State lawmakers approved resolutions apologizing for slavery, making Alabama the latest U.S. state to issue such an apology.
Legislatures in Virginia, Maryland and North Carolina have approved similar slavery apologies this year.
The House used an unrecorded voice vote to approve an apology resolution sponsored by Democratic Rep. Mary Moore of Birmingham, Alabama. About an hour later, the Senate voted 22-7 for an apology resolution sponsored by Democratic Sen. Hank Sanders of Selma, Alabama.
Neither resolution will become official unless approved by the other chamber and signed by the governor.
"An apology goes a long way. Some of us can't begin to heal until we have an apology. Some of us can't move into reconciliation until we have an apology," Sanders said.

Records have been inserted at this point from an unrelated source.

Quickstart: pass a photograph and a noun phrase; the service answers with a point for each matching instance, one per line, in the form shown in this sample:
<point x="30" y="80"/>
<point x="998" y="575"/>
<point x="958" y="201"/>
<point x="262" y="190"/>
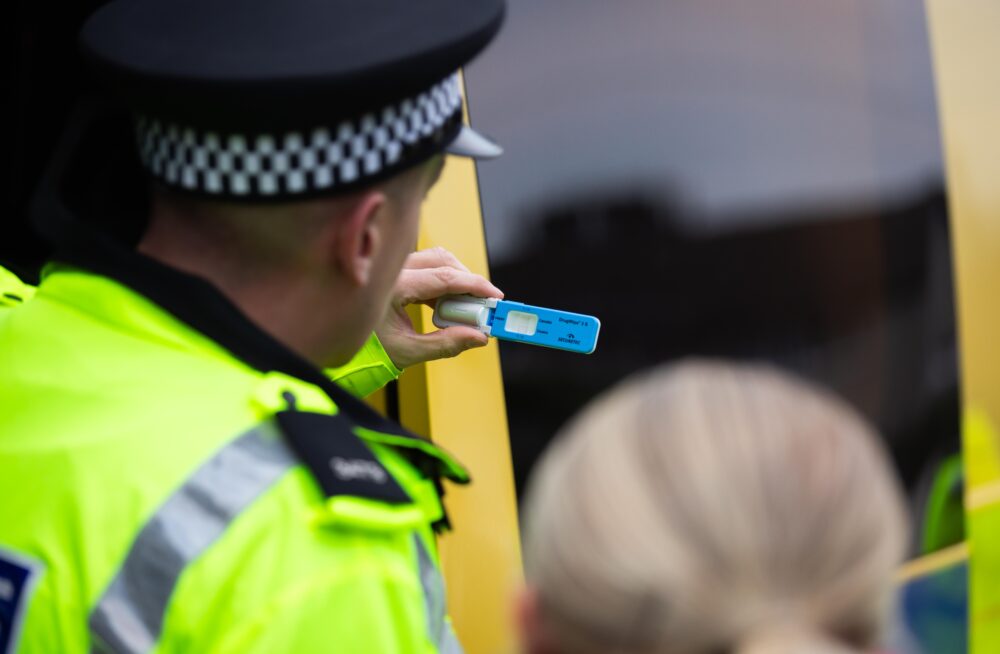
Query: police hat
<point x="284" y="99"/>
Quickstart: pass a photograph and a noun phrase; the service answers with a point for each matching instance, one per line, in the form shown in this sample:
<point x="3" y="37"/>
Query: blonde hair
<point x="709" y="507"/>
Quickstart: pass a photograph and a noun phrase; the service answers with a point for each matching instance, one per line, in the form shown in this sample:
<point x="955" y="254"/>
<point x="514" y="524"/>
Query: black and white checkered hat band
<point x="320" y="160"/>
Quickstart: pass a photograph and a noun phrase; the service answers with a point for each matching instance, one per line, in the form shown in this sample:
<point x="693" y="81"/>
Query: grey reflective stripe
<point x="438" y="626"/>
<point x="129" y="616"/>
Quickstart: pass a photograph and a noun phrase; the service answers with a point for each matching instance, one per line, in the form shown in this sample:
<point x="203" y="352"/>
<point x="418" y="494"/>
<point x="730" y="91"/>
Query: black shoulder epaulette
<point x="340" y="461"/>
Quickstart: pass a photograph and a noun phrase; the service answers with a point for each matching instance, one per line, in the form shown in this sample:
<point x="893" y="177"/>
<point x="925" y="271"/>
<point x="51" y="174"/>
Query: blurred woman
<point x="709" y="508"/>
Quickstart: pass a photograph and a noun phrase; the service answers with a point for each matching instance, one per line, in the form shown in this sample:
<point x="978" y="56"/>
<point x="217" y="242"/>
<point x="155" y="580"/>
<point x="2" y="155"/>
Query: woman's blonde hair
<point x="710" y="507"/>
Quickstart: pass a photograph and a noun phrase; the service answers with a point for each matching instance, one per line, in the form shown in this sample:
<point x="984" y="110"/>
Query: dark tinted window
<point x="758" y="180"/>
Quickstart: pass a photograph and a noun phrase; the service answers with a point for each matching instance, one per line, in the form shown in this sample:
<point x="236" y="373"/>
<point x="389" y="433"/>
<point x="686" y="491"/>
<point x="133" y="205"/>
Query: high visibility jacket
<point x="173" y="480"/>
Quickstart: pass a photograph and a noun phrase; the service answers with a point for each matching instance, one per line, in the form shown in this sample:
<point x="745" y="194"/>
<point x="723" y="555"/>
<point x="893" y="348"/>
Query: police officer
<point x="179" y="470"/>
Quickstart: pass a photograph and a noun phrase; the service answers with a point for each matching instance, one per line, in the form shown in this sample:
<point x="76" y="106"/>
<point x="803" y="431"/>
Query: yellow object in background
<point x="966" y="50"/>
<point x="460" y="402"/>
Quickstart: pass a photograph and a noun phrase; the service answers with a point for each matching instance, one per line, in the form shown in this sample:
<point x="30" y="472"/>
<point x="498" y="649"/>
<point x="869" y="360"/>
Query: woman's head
<point x="708" y="508"/>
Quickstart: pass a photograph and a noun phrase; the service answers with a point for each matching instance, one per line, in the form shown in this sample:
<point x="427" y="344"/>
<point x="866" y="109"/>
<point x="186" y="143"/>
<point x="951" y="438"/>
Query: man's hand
<point x="426" y="276"/>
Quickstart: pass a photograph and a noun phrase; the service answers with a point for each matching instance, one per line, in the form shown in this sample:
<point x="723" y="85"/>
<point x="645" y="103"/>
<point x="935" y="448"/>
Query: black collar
<point x="75" y="177"/>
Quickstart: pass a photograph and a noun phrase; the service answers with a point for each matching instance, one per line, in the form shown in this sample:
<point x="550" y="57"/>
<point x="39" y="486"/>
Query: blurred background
<point x="758" y="179"/>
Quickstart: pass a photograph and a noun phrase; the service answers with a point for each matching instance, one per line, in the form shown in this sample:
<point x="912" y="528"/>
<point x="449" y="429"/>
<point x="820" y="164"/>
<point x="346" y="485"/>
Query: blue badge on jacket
<point x="18" y="575"/>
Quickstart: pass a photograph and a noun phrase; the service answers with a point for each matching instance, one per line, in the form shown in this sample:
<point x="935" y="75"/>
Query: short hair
<point x="711" y="507"/>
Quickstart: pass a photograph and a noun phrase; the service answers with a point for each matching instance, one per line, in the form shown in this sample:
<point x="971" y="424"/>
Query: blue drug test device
<point x="523" y="323"/>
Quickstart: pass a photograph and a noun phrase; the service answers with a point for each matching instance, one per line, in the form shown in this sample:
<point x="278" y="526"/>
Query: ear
<point x="529" y="623"/>
<point x="360" y="237"/>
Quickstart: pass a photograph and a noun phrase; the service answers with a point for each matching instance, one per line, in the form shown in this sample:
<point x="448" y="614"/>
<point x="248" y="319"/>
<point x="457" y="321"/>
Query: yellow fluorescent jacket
<point x="154" y="501"/>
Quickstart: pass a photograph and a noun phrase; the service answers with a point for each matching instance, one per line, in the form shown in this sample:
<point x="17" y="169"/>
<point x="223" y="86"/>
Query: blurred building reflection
<point x="750" y="179"/>
<point x="857" y="299"/>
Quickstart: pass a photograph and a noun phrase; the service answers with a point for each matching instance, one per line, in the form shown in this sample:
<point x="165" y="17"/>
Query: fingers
<point x="437" y="257"/>
<point x="424" y="284"/>
<point x="449" y="342"/>
<point x="411" y="349"/>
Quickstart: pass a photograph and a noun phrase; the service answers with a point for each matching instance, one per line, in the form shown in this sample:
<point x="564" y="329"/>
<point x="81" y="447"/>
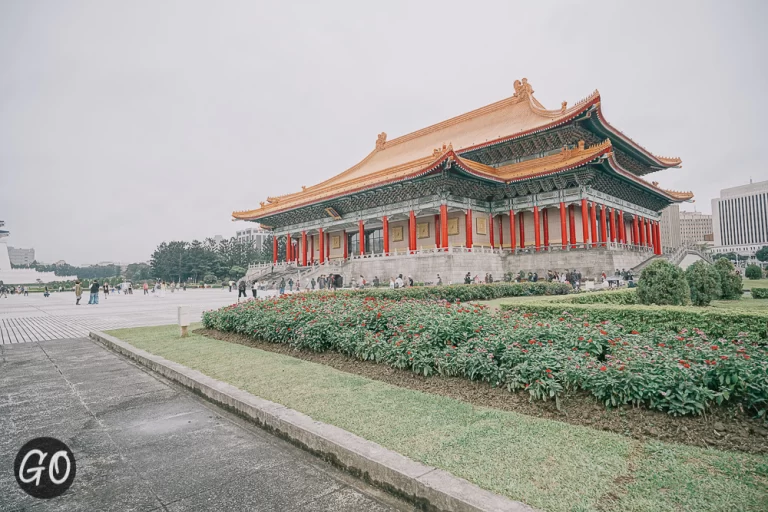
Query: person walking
<point x="78" y="292"/>
<point x="94" y="292"/>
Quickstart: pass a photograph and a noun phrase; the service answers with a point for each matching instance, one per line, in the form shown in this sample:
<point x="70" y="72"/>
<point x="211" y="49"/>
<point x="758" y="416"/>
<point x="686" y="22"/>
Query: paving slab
<point x="163" y="449"/>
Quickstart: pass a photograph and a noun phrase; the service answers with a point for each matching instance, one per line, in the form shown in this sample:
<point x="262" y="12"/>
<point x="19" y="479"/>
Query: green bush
<point x="682" y="373"/>
<point x="714" y="322"/>
<point x="626" y="297"/>
<point x="663" y="283"/>
<point x="753" y="272"/>
<point x="464" y="292"/>
<point x="730" y="281"/>
<point x="703" y="282"/>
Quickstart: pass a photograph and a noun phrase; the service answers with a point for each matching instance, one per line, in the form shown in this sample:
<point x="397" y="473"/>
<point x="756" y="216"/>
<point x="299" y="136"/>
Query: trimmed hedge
<point x="715" y="323"/>
<point x="464" y="292"/>
<point x="623" y="297"/>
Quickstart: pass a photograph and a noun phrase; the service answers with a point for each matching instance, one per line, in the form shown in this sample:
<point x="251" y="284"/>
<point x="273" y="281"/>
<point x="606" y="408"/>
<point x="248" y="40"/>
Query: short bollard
<point x="184" y="320"/>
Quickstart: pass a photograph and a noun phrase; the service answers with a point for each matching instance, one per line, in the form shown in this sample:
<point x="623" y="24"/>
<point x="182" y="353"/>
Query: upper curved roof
<point x="409" y="155"/>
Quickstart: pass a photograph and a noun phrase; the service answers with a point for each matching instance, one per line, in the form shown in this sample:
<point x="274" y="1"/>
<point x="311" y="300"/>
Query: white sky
<point x="123" y="124"/>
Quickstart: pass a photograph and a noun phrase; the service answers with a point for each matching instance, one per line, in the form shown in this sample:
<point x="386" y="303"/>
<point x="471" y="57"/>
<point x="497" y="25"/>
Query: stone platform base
<point x="452" y="267"/>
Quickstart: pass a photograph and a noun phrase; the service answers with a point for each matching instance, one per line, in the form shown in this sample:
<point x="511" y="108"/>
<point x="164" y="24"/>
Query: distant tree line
<point x="207" y="261"/>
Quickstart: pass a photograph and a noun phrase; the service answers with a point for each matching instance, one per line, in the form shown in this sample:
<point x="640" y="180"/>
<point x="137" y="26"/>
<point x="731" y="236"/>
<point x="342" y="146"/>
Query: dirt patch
<point x="724" y="428"/>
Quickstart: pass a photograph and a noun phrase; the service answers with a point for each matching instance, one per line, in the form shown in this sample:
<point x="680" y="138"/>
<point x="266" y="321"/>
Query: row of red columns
<point x="644" y="231"/>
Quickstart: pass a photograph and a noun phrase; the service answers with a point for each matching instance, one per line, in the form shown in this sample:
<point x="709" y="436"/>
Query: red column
<point x="443" y="225"/>
<point x="512" y="240"/>
<point x="468" y="228"/>
<point x="563" y="226"/>
<point x="603" y="227"/>
<point x="613" y="224"/>
<point x="490" y="229"/>
<point x="288" y="247"/>
<point x="274" y="249"/>
<point x="385" y="228"/>
<point x="585" y="220"/>
<point x="635" y="232"/>
<point x="501" y="232"/>
<point x="321" y="237"/>
<point x="362" y="236"/>
<point x="572" y="222"/>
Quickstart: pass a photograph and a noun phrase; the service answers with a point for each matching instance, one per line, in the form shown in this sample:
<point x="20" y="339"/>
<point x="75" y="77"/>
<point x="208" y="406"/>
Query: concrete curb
<point x="428" y="487"/>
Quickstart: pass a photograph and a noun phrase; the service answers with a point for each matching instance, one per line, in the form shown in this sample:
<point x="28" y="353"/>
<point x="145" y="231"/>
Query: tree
<point x="704" y="283"/>
<point x="730" y="281"/>
<point x="664" y="284"/>
<point x="753" y="272"/>
<point x="762" y="254"/>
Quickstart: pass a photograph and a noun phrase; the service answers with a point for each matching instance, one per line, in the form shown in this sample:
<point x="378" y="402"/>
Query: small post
<point x="183" y="313"/>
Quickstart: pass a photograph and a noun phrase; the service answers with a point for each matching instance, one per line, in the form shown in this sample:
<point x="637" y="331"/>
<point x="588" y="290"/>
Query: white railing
<point x="461" y="249"/>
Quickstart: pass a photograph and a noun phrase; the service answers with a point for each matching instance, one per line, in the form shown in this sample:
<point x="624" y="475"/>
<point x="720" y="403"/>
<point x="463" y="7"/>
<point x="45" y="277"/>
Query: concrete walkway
<point x="38" y="318"/>
<point x="144" y="444"/>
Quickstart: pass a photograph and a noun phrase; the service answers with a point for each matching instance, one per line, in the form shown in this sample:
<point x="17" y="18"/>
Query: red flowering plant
<point x="682" y="372"/>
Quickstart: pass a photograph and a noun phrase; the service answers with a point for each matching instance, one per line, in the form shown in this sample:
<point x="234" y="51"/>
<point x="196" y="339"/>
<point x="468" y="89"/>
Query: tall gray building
<point x="21" y="256"/>
<point x="740" y="219"/>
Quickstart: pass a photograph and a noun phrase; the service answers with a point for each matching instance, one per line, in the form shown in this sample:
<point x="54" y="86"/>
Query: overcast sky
<point x="123" y="124"/>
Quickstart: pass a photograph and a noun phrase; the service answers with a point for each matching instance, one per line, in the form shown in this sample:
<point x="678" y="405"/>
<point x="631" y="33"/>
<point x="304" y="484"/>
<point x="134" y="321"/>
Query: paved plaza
<point x="37" y="318"/>
<point x="141" y="443"/>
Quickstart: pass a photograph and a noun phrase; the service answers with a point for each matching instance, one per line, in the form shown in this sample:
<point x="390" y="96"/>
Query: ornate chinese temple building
<point x="507" y="187"/>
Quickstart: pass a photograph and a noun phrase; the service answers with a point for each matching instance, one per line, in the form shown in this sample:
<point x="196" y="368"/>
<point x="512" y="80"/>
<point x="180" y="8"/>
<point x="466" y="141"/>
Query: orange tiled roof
<point x="404" y="157"/>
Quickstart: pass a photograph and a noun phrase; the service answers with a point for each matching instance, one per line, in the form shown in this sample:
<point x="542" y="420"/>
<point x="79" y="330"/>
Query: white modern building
<point x="10" y="275"/>
<point x="680" y="228"/>
<point x="255" y="234"/>
<point x="740" y="219"/>
<point x="21" y="256"/>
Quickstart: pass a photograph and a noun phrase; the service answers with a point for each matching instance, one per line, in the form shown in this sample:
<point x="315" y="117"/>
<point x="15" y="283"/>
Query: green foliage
<point x="704" y="283"/>
<point x="762" y="254"/>
<point x="730" y="282"/>
<point x="184" y="261"/>
<point x="682" y="373"/>
<point x="714" y="322"/>
<point x="663" y="283"/>
<point x="753" y="272"/>
<point x="463" y="292"/>
<point x="625" y="297"/>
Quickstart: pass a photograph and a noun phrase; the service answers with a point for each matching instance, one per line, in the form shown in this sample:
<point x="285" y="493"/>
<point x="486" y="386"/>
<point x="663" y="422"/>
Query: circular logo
<point x="44" y="468"/>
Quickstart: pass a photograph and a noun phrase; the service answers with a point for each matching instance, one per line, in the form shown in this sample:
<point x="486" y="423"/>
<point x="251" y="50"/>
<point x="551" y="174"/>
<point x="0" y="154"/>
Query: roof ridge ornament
<point x="381" y="140"/>
<point x="522" y="89"/>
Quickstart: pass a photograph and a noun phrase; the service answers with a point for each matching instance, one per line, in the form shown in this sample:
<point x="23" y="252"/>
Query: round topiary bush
<point x="730" y="281"/>
<point x="664" y="284"/>
<point x="753" y="272"/>
<point x="704" y="283"/>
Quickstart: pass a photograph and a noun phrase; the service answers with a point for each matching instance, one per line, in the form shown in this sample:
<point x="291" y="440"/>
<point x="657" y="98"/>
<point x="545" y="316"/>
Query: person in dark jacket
<point x="94" y="292"/>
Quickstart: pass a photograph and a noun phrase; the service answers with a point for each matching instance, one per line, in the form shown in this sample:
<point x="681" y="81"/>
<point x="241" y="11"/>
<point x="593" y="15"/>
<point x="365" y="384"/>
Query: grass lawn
<point x="550" y="465"/>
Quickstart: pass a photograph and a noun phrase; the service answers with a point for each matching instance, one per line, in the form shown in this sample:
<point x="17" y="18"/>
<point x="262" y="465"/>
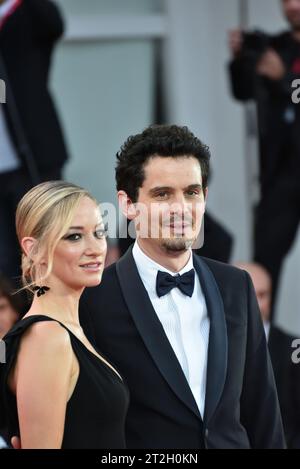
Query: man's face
<point x="170" y="203"/>
<point x="291" y="9"/>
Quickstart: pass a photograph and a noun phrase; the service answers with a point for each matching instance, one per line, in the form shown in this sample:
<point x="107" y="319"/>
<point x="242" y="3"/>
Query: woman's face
<point x="80" y="255"/>
<point x="8" y="316"/>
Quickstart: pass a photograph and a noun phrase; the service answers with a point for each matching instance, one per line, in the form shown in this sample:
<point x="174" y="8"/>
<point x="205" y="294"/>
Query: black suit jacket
<point x="287" y="378"/>
<point x="241" y="408"/>
<point x="26" y="43"/>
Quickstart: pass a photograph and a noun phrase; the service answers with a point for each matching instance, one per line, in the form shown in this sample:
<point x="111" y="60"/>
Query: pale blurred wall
<point x="104" y="89"/>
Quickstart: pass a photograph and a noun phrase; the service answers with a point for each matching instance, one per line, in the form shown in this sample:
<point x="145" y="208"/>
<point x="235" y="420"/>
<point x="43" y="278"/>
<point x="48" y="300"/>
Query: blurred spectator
<point x="31" y="142"/>
<point x="287" y="373"/>
<point x="263" y="68"/>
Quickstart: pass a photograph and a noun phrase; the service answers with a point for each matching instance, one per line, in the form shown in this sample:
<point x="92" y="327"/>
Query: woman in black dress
<point x="57" y="390"/>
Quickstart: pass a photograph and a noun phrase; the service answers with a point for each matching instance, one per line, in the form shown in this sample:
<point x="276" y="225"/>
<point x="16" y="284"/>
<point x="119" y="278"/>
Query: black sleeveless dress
<point x="96" y="411"/>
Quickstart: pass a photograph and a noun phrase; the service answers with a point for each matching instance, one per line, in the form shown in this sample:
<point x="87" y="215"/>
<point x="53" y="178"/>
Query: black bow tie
<point x="165" y="282"/>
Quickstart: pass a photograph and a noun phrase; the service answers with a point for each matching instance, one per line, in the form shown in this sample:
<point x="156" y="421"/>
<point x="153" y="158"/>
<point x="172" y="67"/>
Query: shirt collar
<point x="148" y="268"/>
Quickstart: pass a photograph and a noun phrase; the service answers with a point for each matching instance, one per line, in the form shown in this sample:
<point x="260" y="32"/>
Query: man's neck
<point x="173" y="261"/>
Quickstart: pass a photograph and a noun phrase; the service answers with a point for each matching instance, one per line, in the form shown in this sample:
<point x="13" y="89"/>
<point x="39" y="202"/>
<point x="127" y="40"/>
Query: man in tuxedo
<point x="32" y="147"/>
<point x="286" y="372"/>
<point x="184" y="331"/>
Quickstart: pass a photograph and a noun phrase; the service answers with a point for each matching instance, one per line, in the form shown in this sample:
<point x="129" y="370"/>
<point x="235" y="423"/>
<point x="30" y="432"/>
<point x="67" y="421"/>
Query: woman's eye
<point x="73" y="237"/>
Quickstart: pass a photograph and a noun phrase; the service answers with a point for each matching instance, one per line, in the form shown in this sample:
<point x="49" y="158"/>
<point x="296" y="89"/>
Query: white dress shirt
<point x="185" y="322"/>
<point x="8" y="156"/>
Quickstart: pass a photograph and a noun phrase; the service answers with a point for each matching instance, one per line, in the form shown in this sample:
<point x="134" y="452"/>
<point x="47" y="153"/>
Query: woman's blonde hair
<point x="45" y="213"/>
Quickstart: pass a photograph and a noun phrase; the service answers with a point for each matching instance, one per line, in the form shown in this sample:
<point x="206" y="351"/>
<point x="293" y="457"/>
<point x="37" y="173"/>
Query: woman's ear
<point x="28" y="245"/>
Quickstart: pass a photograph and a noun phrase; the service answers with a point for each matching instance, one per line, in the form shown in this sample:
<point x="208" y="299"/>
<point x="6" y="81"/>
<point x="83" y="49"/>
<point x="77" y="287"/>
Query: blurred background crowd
<point x="82" y="76"/>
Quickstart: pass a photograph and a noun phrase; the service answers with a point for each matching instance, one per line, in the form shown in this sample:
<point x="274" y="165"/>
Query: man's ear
<point x="28" y="243"/>
<point x="126" y="205"/>
<point x="205" y="192"/>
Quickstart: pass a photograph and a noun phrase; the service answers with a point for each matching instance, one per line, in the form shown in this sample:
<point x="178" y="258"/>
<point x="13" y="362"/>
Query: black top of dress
<point x="96" y="411"/>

Moore's resolution expresses state government's "deepest sympathies and solemn regrets to those who were enslaved and the descendants of slaves, who were deprived of life, human dignity, and the constitutional protections accorded all citizens of the United States."
"It's been a long time coming," Moore said.
Sanders' resolution says "an apology for centuries of brutal dehumanization and injustices cannot erase the past, but confession of the wrongs can speed racial healing and reconciliation."
The House and Senate acted after turning back efforts to turn the apology into an expression of regret for slavery.
"What I have a problem with is apologizing for something I didn't do," said Republican Rep. Jay Love of Montgomery, Alabama. Love tried unsuccessfully to rewrite Moore's resolution.
Moore said the legacy of slavery continued through segregation laws that existed during many legislators' lifetimes, and the legacy lingers today with white flight from public schools and job discrimination.
Opposition came from white Republicans who expressed concern the resolutions would be used to seek reparations.
Moore and Sanders agreed to add language that said the resolutions were not intended to be used as the basis for lawsuits.